Late of an afternoon a train, the Waukegan Turn, would leave Butler Yd and presumably serve Mitchell Yd, taking the various loads and empties the local switchers had returned to the home yards down to Waukegan for interchange with the EJ&E, or to be held at the larger yard at Waukegan for later taking to the C&NW's much larger yards in the Chicago area such as Proviso or 40th St. I don't know if the Waukegan turn stopped at Racine first, or whether the Racine switcher would itself take cars to Waukegan. The road freights presumably took cars from Waukegan to the big yards. Again this hub and spoke system helped minimize having road freights tying up the main with hugely long trains trying to back up into a siding and such.
Dave Nelson
dehusmanOn the MP, it was a specific type of crew. The labor agreements specify what work crews can do, how they get paid and from which pool of workers jobs are filled. In a really general sense there are through freight crews, local crews and yard crews.
Dave, I don't know about the MP or any other road.I do know on the PRR the yard crew jobs was pullers,hump crew,cabin track crew,local yard switch crew and TSE. At Russell on the Chessie (C&O) the majority of the train make up was done by flat switching even though there was a hump yard on the West end of the yard. A TSE switched the Raceland car shops,caboose service tracks and added or removed cabooses from trains.
C&O ran what we called a sweeper train.. This crew would drop off and pick up cars for the Northern Division at Limeville,at the Maysville yard, Stevens and of course Cheviot. After '81 Queensgate. This crew would also drop off MOW cars where needed. Industries was switched by a local crew from Russell to Maysville. A Maysville to Stevens local would switch cars at industries located between those two yards. I know there was a fuss when CSX combine these locals into the sweeper train..Of course by the early 80s there was few customers left on the Cincinnati Division.
Back then a road crew could only make three setouts or pickups. To get around that PRR and C&O used a "sweeper" train to drop cars off at various points.

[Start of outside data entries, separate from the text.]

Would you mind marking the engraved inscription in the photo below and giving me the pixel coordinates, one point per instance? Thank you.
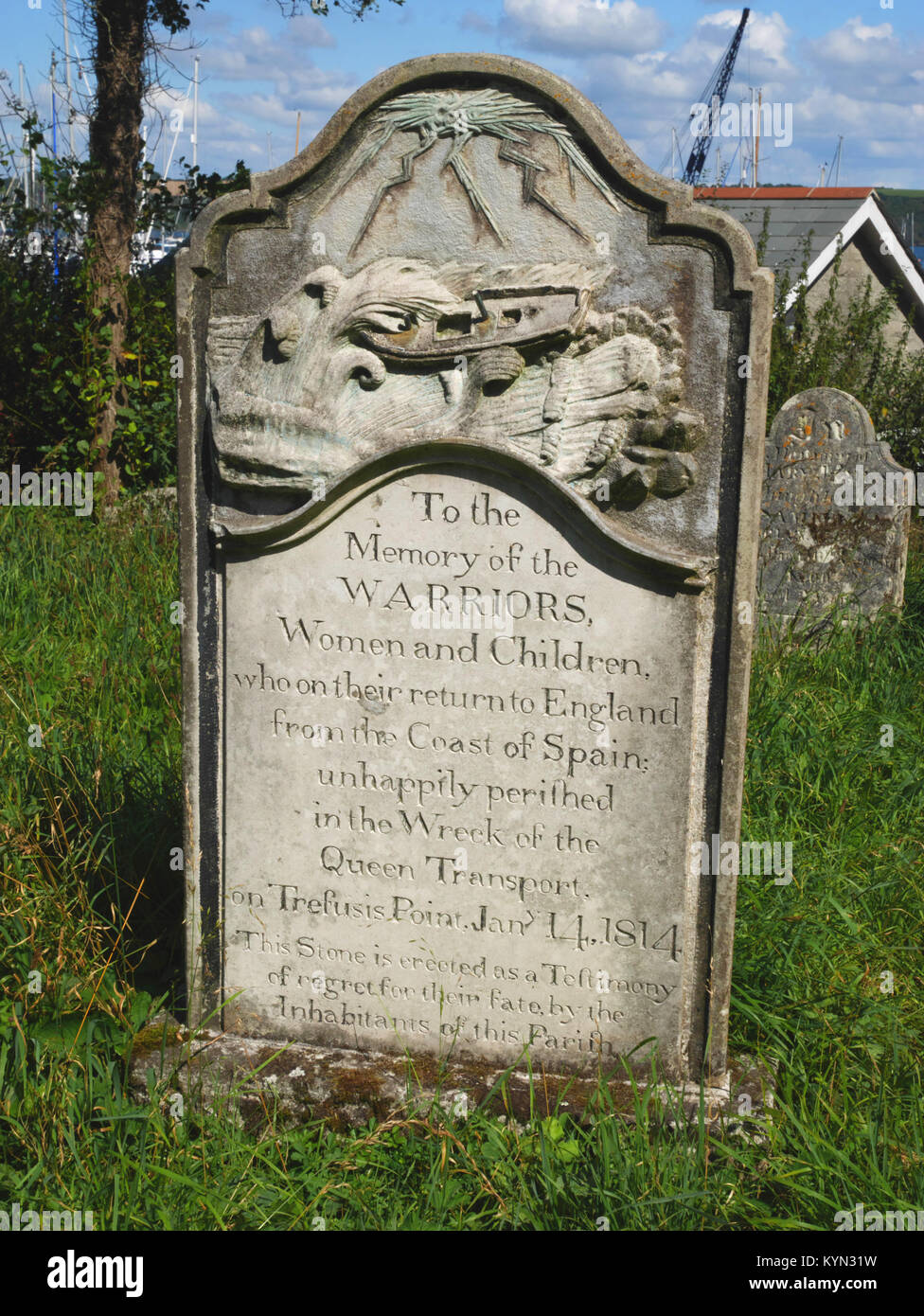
(458, 744)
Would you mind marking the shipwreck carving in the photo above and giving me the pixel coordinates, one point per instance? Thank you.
(462, 116)
(518, 355)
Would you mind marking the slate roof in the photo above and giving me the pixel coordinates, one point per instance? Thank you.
(795, 212)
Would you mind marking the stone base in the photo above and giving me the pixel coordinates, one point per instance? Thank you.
(346, 1089)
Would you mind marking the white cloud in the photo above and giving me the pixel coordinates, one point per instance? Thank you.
(583, 27)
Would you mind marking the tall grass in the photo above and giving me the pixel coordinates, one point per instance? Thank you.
(93, 917)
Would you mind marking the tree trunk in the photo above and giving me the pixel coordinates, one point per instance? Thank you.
(115, 152)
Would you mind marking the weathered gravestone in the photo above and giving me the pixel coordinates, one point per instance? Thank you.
(471, 483)
(836, 513)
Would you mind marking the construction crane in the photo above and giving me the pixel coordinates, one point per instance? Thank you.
(714, 97)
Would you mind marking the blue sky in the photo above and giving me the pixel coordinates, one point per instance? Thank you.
(853, 67)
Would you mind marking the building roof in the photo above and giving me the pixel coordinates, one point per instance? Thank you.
(811, 222)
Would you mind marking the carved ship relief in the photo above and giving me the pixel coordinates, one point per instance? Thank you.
(519, 355)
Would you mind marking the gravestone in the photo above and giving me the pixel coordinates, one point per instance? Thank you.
(836, 515)
(471, 442)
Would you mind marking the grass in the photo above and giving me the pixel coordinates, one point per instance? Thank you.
(90, 944)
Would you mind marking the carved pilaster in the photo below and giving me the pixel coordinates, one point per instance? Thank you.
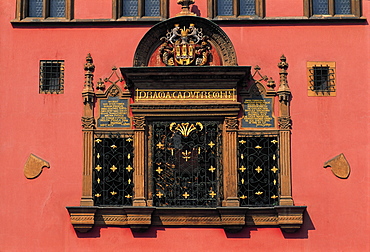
(88, 124)
(139, 161)
(284, 121)
(230, 162)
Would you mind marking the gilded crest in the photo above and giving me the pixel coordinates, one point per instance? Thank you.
(185, 46)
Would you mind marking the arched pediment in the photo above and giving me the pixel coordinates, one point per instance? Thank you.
(223, 51)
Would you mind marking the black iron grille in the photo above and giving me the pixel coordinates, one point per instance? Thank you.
(113, 169)
(186, 163)
(51, 76)
(322, 79)
(258, 171)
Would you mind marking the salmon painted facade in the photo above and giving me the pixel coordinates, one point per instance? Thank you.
(179, 126)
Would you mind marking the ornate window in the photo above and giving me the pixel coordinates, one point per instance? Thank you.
(140, 9)
(51, 76)
(321, 78)
(226, 9)
(333, 8)
(38, 10)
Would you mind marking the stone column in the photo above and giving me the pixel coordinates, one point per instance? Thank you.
(284, 121)
(230, 162)
(88, 124)
(139, 161)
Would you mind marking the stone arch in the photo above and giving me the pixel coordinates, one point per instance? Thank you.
(151, 40)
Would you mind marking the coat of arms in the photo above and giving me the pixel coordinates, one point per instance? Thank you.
(185, 46)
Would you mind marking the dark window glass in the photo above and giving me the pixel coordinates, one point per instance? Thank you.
(152, 8)
(51, 76)
(258, 171)
(225, 7)
(35, 8)
(57, 8)
(247, 7)
(130, 8)
(321, 78)
(320, 7)
(343, 7)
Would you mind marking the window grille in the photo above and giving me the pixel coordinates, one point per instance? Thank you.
(49, 8)
(51, 76)
(258, 171)
(113, 169)
(186, 164)
(334, 7)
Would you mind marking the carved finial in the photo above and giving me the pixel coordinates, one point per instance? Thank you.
(284, 91)
(185, 8)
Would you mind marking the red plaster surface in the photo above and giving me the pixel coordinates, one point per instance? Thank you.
(32, 212)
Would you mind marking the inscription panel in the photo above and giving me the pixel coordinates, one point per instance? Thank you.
(114, 113)
(189, 95)
(258, 113)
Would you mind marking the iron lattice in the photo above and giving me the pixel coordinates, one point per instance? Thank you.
(113, 169)
(186, 164)
(258, 171)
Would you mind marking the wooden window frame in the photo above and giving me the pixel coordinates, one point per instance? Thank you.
(117, 11)
(22, 9)
(356, 9)
(332, 67)
(212, 11)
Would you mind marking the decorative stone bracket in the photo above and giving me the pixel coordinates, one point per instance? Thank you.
(232, 219)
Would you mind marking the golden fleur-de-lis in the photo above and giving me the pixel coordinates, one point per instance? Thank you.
(159, 194)
(186, 195)
(258, 169)
(212, 169)
(211, 144)
(274, 169)
(160, 145)
(185, 128)
(129, 168)
(186, 155)
(159, 170)
(113, 168)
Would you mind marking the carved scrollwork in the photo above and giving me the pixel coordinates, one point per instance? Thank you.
(231, 123)
(285, 122)
(139, 122)
(88, 122)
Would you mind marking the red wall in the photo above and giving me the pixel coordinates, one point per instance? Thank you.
(32, 212)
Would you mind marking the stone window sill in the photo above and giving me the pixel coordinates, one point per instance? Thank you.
(232, 219)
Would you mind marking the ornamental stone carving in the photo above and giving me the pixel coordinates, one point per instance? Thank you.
(185, 46)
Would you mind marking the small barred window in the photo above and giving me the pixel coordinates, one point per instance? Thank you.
(321, 78)
(51, 76)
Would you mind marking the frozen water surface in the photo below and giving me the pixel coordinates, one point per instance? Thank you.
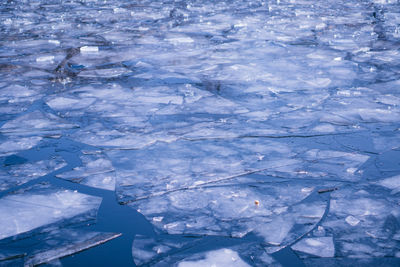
(246, 133)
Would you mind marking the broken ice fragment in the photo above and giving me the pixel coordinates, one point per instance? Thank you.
(60, 243)
(45, 58)
(89, 49)
(353, 221)
(222, 257)
(319, 246)
(97, 171)
(22, 173)
(41, 205)
(35, 122)
(391, 182)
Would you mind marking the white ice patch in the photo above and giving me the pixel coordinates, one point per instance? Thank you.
(24, 211)
(221, 258)
(319, 246)
(89, 49)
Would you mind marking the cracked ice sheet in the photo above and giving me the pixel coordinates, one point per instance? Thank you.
(56, 243)
(20, 174)
(284, 213)
(174, 250)
(187, 164)
(35, 123)
(97, 171)
(42, 205)
(12, 145)
(364, 222)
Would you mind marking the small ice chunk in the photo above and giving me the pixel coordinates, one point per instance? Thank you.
(353, 221)
(89, 49)
(41, 205)
(222, 257)
(391, 183)
(319, 246)
(60, 243)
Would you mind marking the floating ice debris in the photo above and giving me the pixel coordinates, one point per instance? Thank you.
(97, 171)
(319, 246)
(45, 58)
(372, 217)
(41, 205)
(285, 215)
(60, 243)
(222, 257)
(20, 174)
(391, 182)
(67, 103)
(89, 49)
(35, 122)
(207, 107)
(14, 145)
(353, 221)
(186, 164)
(55, 42)
(170, 250)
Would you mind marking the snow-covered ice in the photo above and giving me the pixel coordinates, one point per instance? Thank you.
(255, 127)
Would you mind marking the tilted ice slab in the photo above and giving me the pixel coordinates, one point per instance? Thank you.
(20, 174)
(35, 122)
(97, 171)
(41, 205)
(279, 213)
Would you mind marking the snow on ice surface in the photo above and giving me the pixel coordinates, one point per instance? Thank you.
(174, 251)
(222, 257)
(20, 174)
(42, 205)
(50, 245)
(274, 119)
(97, 172)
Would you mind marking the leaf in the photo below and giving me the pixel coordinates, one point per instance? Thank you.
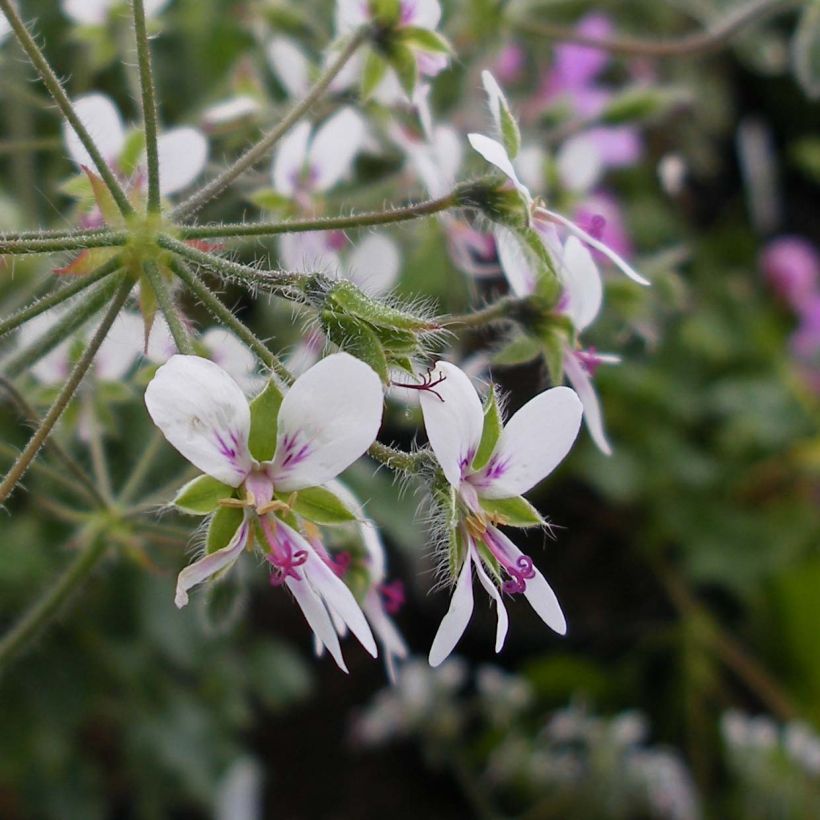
(202, 495)
(493, 424)
(321, 506)
(224, 524)
(805, 50)
(264, 414)
(512, 512)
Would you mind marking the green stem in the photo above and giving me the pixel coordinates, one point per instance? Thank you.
(72, 320)
(63, 243)
(223, 315)
(149, 105)
(58, 296)
(182, 339)
(254, 154)
(698, 42)
(52, 83)
(45, 427)
(402, 214)
(44, 610)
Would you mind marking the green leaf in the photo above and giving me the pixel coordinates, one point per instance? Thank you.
(512, 512)
(493, 425)
(320, 506)
(202, 495)
(224, 524)
(805, 50)
(264, 413)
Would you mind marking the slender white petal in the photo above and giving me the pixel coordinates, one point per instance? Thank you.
(453, 419)
(210, 565)
(495, 153)
(616, 260)
(317, 617)
(290, 65)
(289, 160)
(538, 592)
(202, 412)
(458, 615)
(183, 153)
(582, 283)
(532, 444)
(333, 148)
(517, 262)
(500, 609)
(374, 264)
(593, 417)
(327, 420)
(102, 120)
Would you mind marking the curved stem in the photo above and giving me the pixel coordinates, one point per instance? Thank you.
(403, 214)
(255, 153)
(45, 427)
(149, 105)
(58, 296)
(698, 42)
(55, 88)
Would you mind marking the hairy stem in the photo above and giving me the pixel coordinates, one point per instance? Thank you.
(255, 153)
(55, 88)
(45, 427)
(403, 214)
(698, 42)
(149, 105)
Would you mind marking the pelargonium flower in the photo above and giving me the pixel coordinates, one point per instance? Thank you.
(264, 470)
(488, 468)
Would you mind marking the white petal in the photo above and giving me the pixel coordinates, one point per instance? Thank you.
(532, 444)
(458, 615)
(209, 565)
(183, 153)
(202, 412)
(598, 245)
(374, 264)
(290, 65)
(517, 261)
(333, 148)
(593, 418)
(289, 160)
(103, 122)
(495, 154)
(538, 592)
(582, 281)
(327, 420)
(317, 617)
(500, 609)
(453, 422)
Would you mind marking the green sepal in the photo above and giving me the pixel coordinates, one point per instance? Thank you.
(222, 528)
(512, 512)
(493, 425)
(202, 495)
(264, 414)
(320, 506)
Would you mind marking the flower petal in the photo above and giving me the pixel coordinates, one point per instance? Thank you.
(453, 419)
(202, 412)
(458, 615)
(593, 418)
(333, 148)
(532, 444)
(183, 153)
(327, 420)
(102, 120)
(209, 565)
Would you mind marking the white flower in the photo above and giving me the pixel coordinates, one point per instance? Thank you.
(182, 151)
(531, 445)
(327, 420)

BRAKIE Back then a road crew could only make three setouts or pickups. To get around that PRR and C&O used a "sweeper" train to drop cars off at various points.
That working three intermediate points was a labor contract work rule. It didn't prevent a crew from working more than three intermediate points. What it did was any road crew working more than three points (earlier agreements allowed four locations) received the higher local rate of pay for the entire trip. This was standard across the unionized industry.
There were also exceptions to the three station rule. Perishable or livestock traffic didn't count. Neither did setting out cars that became defective enroute.
There were places where road trains would do local work. Generally it was locations where there wasn't enough local work to have a dedicated local train. Some areas might have a local put on seasonally to handle rushes but other times of the year one of the through trains would do the local work.
There were a lot of practices, especially the further back you go, that were supposed to be done by specific class of road, local or yard jobs. Much is invisible to the casual observer.
Jeff
Jeff, Those "sweeper" trains got around any extra pay since they was more/less a division local..
The Maysville-Stevens and Russell -Maysville local was replace by the sweeper but,it didn't matter much since there was few customers left.
On the PC there was dicated switch crews that switch GM Fischer body in Columbus. The assign crew was old heads with years of senority.